Recht auf freie Meinungsäußerung

Ministerpräsident Igor Luksic übte öffentlich Kritik an NGOs und regierungskritischen Medien. Unabhängige Journalisten wurden auch von Privatpersonen eingeschüchtert und bedroht.

  • Im März 2012 wurde Olivera Lakic, eine Journalistin der unabhängigen Zeitung Vijesti, vor ihrem Haus so brutal geschlagen, dass sie in ein Krankenhaus eingeliefert werden musste. Nachdem sie über mutmaßlichen Betrug in einem Unternehmen berichtet hatte, waren strafrechtliche Ermittlungen eingeleitet worden.

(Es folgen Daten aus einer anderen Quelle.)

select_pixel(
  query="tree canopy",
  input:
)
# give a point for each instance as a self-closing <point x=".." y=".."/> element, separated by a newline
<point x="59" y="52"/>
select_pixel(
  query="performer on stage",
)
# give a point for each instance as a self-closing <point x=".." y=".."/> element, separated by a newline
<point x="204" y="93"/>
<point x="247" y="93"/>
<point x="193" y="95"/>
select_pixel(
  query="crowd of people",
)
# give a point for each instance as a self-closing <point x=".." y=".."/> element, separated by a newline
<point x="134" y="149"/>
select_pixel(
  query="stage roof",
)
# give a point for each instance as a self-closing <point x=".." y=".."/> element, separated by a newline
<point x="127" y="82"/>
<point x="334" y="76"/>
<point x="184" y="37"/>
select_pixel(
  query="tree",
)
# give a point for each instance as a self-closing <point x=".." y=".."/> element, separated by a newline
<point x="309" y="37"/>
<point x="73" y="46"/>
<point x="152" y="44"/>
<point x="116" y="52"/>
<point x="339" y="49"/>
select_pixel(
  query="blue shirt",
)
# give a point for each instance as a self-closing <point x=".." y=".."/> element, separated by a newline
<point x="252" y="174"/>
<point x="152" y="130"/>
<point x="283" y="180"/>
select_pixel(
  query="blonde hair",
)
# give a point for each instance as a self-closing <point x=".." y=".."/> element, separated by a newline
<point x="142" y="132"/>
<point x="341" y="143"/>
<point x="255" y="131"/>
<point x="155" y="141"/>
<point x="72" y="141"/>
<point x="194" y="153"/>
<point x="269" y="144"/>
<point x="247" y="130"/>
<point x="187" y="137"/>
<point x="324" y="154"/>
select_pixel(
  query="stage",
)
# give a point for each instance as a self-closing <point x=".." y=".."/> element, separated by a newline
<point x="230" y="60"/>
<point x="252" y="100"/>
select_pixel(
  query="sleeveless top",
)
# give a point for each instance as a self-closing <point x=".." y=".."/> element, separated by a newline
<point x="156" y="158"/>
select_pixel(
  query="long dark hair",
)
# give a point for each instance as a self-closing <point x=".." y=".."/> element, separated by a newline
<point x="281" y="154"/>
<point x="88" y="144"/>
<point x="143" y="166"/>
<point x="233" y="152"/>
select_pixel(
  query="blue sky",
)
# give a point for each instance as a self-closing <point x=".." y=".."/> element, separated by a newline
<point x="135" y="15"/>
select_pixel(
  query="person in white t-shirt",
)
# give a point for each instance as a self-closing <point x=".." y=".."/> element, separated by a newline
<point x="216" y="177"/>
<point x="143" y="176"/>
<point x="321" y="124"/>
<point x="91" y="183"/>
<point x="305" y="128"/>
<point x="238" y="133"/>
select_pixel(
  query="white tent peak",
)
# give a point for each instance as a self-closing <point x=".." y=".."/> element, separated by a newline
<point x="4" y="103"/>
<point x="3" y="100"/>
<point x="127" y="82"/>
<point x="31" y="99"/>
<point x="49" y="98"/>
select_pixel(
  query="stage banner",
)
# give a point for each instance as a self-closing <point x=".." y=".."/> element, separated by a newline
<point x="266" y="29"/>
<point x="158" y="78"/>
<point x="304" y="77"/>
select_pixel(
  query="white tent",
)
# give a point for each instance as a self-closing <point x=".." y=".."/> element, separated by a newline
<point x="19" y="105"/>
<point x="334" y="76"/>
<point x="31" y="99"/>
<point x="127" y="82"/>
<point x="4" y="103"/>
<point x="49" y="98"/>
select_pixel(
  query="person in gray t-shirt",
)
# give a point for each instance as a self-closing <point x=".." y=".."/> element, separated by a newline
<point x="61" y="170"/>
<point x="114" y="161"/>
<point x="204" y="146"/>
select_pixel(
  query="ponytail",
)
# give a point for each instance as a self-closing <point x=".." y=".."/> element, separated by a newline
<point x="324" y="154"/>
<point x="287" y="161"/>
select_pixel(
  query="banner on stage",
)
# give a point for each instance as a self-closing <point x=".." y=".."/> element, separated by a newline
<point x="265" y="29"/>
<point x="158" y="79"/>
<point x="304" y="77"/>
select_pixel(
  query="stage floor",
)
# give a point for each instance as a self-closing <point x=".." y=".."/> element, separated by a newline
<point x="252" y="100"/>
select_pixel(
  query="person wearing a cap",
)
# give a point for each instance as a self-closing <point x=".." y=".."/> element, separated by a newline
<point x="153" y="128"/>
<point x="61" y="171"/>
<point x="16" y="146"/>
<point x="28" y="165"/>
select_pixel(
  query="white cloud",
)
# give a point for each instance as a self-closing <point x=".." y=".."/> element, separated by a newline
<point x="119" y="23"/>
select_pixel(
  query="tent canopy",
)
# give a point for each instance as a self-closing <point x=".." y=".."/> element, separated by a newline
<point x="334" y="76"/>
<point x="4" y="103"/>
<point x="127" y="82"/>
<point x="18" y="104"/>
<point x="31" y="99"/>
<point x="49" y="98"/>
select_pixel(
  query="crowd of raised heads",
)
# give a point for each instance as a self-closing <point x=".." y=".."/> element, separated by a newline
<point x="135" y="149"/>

  • Im April 2012 antwortete die Generalstaatsanwältin auf eine Anfrage der NGO Human Rights Action aus dem Jahr 2010. Die Organisation hatte um Informationen über den Ermittlungsstand in zwölf unaufgeklärten Fällen von Menschenrechtsverletzungen gebeten, darunter Morde an Journalisten und andere politisch motivierte Tötungen. Die von der Generalstaatsanwaltschaft übermittelten Teilinformationen ließen erkennen, dass es kaum Ermittlungsfortschritte gab.

Diskriminierung

Lesben, Schwule, Bisexuelle, Transgender und Intersexuelle wurden weiterhin diskriminiert.

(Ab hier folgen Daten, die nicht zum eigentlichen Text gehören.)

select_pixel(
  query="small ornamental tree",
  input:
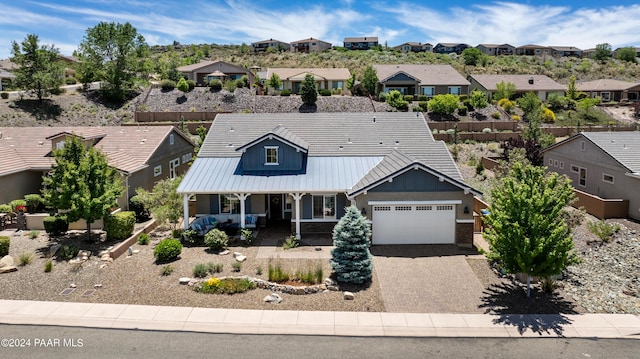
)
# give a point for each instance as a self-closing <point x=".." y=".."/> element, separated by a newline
<point x="351" y="259"/>
<point x="308" y="90"/>
<point x="526" y="231"/>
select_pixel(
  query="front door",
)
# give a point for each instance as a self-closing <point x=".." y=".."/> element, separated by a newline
<point x="275" y="206"/>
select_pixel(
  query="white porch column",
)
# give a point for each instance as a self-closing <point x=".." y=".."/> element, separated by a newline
<point x="297" y="197"/>
<point x="242" y="197"/>
<point x="185" y="207"/>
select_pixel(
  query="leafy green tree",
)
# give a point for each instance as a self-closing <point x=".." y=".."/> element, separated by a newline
<point x="351" y="259"/>
<point x="526" y="231"/>
<point x="81" y="183"/>
<point x="164" y="202"/>
<point x="114" y="53"/>
<point x="275" y="82"/>
<point x="602" y="53"/>
<point x="40" y="69"/>
<point x="504" y="90"/>
<point x="471" y="56"/>
<point x="627" y="54"/>
<point x="308" y="90"/>
<point x="444" y="104"/>
<point x="478" y="99"/>
<point x="370" y="80"/>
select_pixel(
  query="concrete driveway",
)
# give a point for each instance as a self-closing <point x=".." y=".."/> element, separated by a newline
<point x="427" y="279"/>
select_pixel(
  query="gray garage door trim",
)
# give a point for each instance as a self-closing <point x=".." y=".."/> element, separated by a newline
<point x="413" y="222"/>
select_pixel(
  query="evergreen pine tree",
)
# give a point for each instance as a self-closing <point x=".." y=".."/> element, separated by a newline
<point x="351" y="259"/>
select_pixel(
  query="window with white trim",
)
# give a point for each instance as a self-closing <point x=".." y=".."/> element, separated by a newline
<point x="324" y="206"/>
<point x="229" y="204"/>
<point x="271" y="155"/>
<point x="173" y="164"/>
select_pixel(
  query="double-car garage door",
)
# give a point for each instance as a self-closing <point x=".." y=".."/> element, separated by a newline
<point x="413" y="223"/>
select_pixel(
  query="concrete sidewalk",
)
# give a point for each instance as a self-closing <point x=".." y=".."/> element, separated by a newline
<point x="238" y="321"/>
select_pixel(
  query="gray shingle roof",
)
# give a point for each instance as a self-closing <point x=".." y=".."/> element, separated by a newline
<point x="624" y="147"/>
<point x="426" y="74"/>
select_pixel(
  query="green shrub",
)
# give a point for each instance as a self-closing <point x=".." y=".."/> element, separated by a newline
<point x="56" y="225"/>
<point x="35" y="202"/>
<point x="67" y="252"/>
<point x="143" y="239"/>
<point x="25" y="258"/>
<point x="167" y="250"/>
<point x="215" y="85"/>
<point x="137" y="206"/>
<point x="200" y="270"/>
<point x="48" y="266"/>
<point x="276" y="274"/>
<point x="225" y="285"/>
<point x="5" y="242"/>
<point x="17" y="203"/>
<point x="120" y="225"/>
<point x="167" y="85"/>
<point x="216" y="240"/>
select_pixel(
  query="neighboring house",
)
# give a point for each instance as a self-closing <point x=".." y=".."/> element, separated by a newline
<point x="428" y="80"/>
<point x="611" y="90"/>
<point x="305" y="168"/>
<point x="532" y="50"/>
<point x="310" y="45"/>
<point x="326" y="78"/>
<point x="205" y="71"/>
<point x="414" y="47"/>
<point x="603" y="164"/>
<point x="264" y="45"/>
<point x="142" y="155"/>
<point x="565" y="51"/>
<point x="360" y="43"/>
<point x="496" y="50"/>
<point x="541" y="85"/>
<point x="449" y="48"/>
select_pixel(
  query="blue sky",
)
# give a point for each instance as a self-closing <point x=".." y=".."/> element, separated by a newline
<point x="582" y="23"/>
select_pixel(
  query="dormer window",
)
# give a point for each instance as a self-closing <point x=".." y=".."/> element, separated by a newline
<point x="271" y="155"/>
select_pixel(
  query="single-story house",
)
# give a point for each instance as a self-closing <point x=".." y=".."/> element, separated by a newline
<point x="326" y="78"/>
<point x="610" y="89"/>
<point x="449" y="48"/>
<point x="310" y="45"/>
<point x="496" y="50"/>
<point x="603" y="164"/>
<point x="541" y="85"/>
<point x="428" y="80"/>
<point x="264" y="45"/>
<point x="360" y="43"/>
<point x="142" y="155"/>
<point x="532" y="50"/>
<point x="565" y="51"/>
<point x="305" y="168"/>
<point x="205" y="71"/>
<point x="414" y="47"/>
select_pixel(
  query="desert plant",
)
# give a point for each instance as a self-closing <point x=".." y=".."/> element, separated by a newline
<point x="48" y="266"/>
<point x="5" y="242"/>
<point x="143" y="239"/>
<point x="167" y="270"/>
<point x="603" y="230"/>
<point x="200" y="270"/>
<point x="216" y="240"/>
<point x="25" y="258"/>
<point x="167" y="250"/>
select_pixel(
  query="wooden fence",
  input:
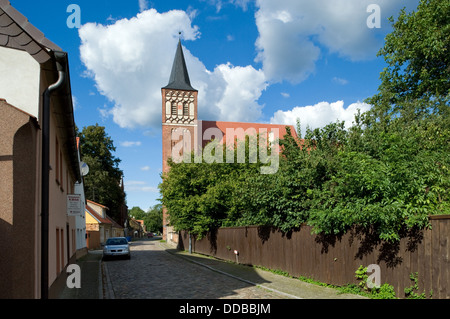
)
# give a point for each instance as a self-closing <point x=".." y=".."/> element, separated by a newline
<point x="334" y="259"/>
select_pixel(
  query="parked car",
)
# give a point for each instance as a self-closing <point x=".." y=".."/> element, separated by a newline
<point x="116" y="247"/>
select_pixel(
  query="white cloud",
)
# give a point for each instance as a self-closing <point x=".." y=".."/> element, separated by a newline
<point x="292" y="32"/>
<point x="129" y="63"/>
<point x="139" y="186"/>
<point x="130" y="143"/>
<point x="340" y="81"/>
<point x="143" y="5"/>
<point x="320" y="114"/>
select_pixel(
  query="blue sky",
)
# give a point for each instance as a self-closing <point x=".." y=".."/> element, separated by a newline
<point x="251" y="60"/>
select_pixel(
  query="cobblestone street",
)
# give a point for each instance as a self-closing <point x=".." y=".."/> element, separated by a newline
<point x="152" y="272"/>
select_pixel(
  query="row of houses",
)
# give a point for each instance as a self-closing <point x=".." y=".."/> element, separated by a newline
<point x="46" y="222"/>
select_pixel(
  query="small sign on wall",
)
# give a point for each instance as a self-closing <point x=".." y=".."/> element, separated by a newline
<point x="74" y="204"/>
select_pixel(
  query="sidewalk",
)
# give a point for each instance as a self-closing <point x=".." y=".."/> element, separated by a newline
<point x="93" y="278"/>
<point x="288" y="287"/>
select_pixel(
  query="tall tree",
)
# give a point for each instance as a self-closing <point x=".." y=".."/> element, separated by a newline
<point x="417" y="54"/>
<point x="103" y="183"/>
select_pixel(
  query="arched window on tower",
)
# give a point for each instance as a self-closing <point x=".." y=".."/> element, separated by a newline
<point x="174" y="108"/>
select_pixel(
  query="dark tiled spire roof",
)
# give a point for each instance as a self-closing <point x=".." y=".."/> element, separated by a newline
<point x="179" y="77"/>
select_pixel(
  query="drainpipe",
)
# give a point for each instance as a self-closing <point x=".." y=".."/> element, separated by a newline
<point x="60" y="56"/>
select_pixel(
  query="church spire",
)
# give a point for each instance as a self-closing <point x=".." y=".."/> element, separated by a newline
<point x="179" y="77"/>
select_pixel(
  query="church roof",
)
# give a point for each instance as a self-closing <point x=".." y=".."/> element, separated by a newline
<point x="179" y="77"/>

Im September 2012 wurden drei Männer von Mitgliedern eines Fußball-Fanclubs aus Podgorica tätlich angegriffen. Zwei der angegriffenen Männer, ein Schauspieler und ein Regisseur, waren an der Produktion eines Videos gegen Homophobie beteiligt. Obwohl der Schauspieler Todor Vujosevic mehrfach um Polizeischutz bat, wurde er im Oktober erneut überfallen.

Flüchtlinge und Migranten

Es befanden sich weiterhin etwa 3200 Roma- und Aschkali-Flüchtlinge aus dem Kosovo in Montenegro. Im Juli 2012 wurden 800 von ihnen obdachlos, nachdem im Lager Konik, wo sie seit 1999 lebten, ein Brand ausgebrochen war. Die Flüchtlinge protestierten, als man ihnen Zelte zur Verfügung stellte. Im November wurden sie notdürftig in Metallcontainern untergebracht. Langfristige Pläne, anstelle des Lagers dauerhafte Unterkünfte bereitzustellen, wurden aufgeschoben.

Montenegro war weiterhin ein Durchgangsland für Migranten ohne regulären Aufenthaltsstatus: Im Jahr 2012 stellten insgesamt 1531 Personen einen Asylantrag, nur in einem Fall wurde jedoch Asyl gewährt, in einem weiteren subsidiärer Schutz.